In this year’s election, Wang is one of nine students — six of whom are non-incumbents — who are seeking election to five Senator-at-Large positions.

As a newcomer, Wang has a muddled understanding of the role of both the Senate itself and student senators, which is not unlike some of her other non-incumbent competitors.

In her interview, she thought that the Senate was a part of the AMS. Despite articulating three platform points, Wang has not provided much detail about how she plans on implementing those goals in her interview or in the debates.

During debates, her main talking point was student consultation, although she was unfamiliar with the way the Senate currently does those consultations and incorporates student voices into its work.

Wang also echoed a sentiment raised in the first debate by other potential Senate newcomers about increasing student awareness of the Senate during her interview. She says that she first learned about it herself from a friend and is still learning.

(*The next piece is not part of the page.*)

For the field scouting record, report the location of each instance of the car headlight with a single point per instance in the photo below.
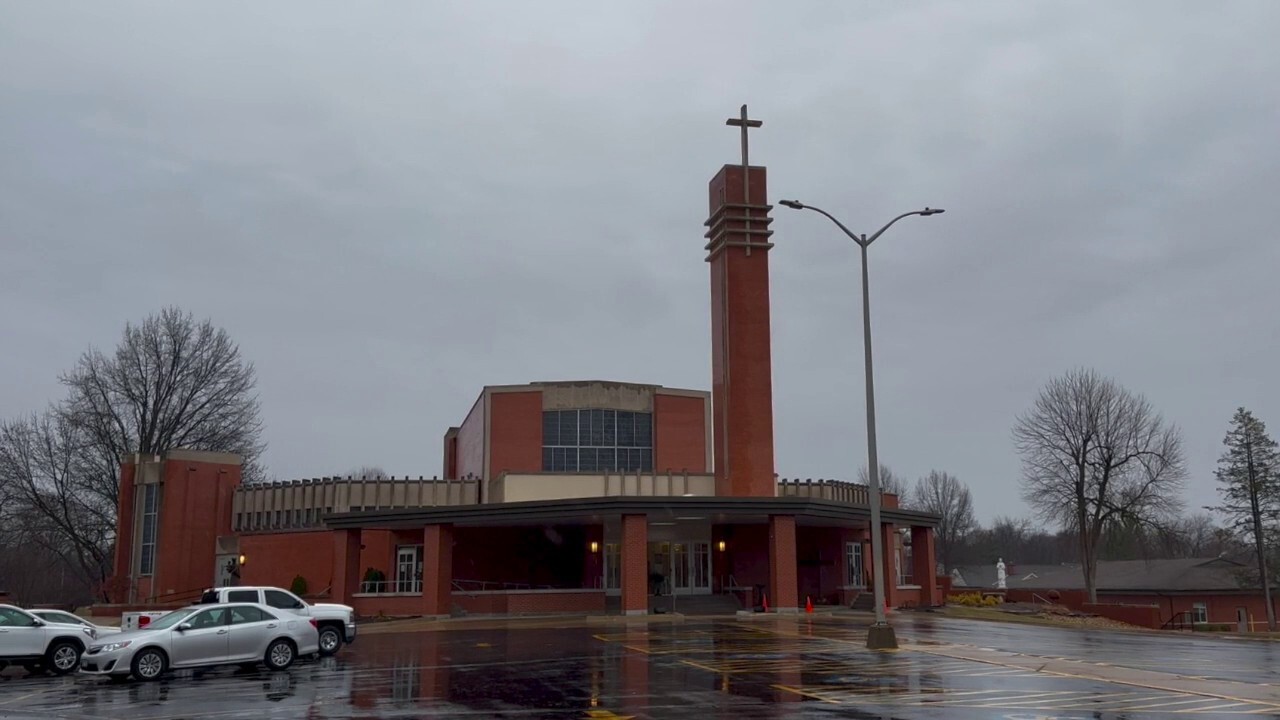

“I want to make sure that … every student [can] know about the Senate, and what actually the Senate can do for them,” she said, without naming any feasible or specific initiatives.

She raised the idea of adding incentives for students to complete their course evaluations, but was unclear in her interview about whether this was in reference to evaluations administered by the university or surveys that individual professors choose to give out.

In her platform on the AMS website, she specifies adjusting TA evaluations to be sorted by numbers rather than “shading circles.”

“Many of students including me found it’s easy to mix up between Strongly Agree and Strongly disagree options on the TA evaluation form. Hence, the new evaluation form I am suggesting include filling in actual numbers on a scale of 1-5,” reads her platform.

Wang also has a platform point of introducing a new academic grading scale. But, scaling policies do not fall under the work of the Senate and are up to the discretion of departments.

When asked to explain which committees she would sit on to work on any of her goals, Wang was unable to name any Senate committees, both in the Great Debate and her interview. She was also unaware of Senate policies and was unable to name any that she’d like to work on if elected.

Wang did say that her main reason for running is because she believes that she can listen to “a lot of students, no matter domestic students or international students.”

“As a student, the core is study and the Senate is really related to [studying], and I think the Senate could do most of the things that are related to the students' life and can help them to do much better.”